Even though the number of domestic medical school graduates has more than doubled from 1320 in 2005 to 3055 in 2015, we are still importing 2000 foreign-trained doctors a year and almost half of them are GPs.
GPs from the UK, Ireland, India, China, South Africa and the Philippines are the backbone of the rural medical workforce and now provide 79,071 services to patients, compared with 72,486 services provided by Australia-trained doctors.
They are also earning more from Medicare – $3.959 billion a year comparedwith $3.709 billion a year.
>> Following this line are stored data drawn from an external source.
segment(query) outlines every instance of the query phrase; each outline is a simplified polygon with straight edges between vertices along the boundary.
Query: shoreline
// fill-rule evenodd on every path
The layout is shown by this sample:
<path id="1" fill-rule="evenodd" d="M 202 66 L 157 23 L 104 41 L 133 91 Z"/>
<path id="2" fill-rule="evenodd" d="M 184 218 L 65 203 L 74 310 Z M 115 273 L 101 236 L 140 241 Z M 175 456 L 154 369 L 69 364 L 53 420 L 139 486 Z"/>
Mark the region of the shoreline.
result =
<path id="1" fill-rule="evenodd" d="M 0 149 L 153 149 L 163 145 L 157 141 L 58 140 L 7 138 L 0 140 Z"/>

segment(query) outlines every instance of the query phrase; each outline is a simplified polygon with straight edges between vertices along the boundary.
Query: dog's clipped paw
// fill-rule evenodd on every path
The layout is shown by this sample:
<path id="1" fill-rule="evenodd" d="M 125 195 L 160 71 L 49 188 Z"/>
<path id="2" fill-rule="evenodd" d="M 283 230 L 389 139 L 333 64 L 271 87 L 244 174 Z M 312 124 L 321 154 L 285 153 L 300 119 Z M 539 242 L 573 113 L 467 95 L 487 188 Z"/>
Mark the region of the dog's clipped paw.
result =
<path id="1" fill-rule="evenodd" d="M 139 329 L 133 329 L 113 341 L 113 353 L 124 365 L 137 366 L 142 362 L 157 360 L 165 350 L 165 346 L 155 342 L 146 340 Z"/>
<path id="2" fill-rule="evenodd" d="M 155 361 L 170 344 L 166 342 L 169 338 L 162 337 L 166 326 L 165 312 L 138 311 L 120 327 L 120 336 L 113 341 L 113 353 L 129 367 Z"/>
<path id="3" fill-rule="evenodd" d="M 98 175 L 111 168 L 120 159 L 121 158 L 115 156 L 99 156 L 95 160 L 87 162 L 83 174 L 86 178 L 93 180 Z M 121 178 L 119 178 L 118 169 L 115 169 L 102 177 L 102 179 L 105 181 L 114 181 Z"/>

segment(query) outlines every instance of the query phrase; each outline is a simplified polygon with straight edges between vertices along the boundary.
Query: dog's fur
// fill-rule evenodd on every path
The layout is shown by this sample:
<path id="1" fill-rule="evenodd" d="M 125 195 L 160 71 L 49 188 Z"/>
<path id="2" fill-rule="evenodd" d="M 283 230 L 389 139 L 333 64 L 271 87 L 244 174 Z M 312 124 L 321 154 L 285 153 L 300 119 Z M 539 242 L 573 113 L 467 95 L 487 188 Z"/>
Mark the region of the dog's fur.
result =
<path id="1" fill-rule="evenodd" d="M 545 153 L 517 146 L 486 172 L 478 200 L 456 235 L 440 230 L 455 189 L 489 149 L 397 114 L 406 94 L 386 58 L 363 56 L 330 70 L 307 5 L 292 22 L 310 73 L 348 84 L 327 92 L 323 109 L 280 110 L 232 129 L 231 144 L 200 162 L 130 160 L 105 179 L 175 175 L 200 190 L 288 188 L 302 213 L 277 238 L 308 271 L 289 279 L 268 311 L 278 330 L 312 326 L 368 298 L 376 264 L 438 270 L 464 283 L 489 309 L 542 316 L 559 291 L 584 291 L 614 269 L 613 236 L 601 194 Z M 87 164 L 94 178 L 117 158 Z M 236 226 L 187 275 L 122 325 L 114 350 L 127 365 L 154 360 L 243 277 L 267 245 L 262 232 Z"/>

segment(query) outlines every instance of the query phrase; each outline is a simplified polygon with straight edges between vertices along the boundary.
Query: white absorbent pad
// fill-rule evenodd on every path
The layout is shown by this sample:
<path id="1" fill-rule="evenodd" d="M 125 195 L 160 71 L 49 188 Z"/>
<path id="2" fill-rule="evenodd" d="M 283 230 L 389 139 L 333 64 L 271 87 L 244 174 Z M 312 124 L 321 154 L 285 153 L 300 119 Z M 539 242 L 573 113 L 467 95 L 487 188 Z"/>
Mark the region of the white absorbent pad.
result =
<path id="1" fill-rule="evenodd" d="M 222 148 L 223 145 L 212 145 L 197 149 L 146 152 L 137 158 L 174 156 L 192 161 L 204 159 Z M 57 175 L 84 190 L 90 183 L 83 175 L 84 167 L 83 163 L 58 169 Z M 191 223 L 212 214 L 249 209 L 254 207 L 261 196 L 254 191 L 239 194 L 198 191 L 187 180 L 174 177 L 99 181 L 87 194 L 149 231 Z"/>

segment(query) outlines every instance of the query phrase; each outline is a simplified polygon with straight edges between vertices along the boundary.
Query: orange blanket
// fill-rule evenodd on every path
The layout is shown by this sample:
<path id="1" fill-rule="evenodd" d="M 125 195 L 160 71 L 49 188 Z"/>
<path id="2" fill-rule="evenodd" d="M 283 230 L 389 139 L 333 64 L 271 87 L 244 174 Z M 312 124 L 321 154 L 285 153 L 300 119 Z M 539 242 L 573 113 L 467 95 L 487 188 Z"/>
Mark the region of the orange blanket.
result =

Our reliance on foreign doctors underlines how general practice has become so unattractive for local doctors that training bodies were unable to fill 400 of the 1500 GP training places for 2019.
Royal Australian College of General Practitioners president Dr Harry Nespolon warned that with no solution in sight, patients should get used to being treated by doctors from abroad.
“Many GPs are in their 50s and will be retiring in the next 10-15 years and there is a feminisation of the workforce, which means more part-time doctors,” Dr Nespolon said.
“There are more doctors available but the hours they work is smaller and this means the capacity of GPs is, relatively speaking, getting worse.
“Foreign doctors are doing a fantastic job but you have to question whether it is appropriate for a First-World country like Australia to be taking doctors from Third-World countries and banging them in the middle of Australia.
“The college believes strongly we should be training our own doctors, not importing them from the Third World.”
Australian Medical Association president Dr Tony Bartone said: “Ethically speaking, these foreign countries need these doctors more than we do.”
With 10-12 years of training required to qualify as a doctor, it is far more lucrative to become a specialist.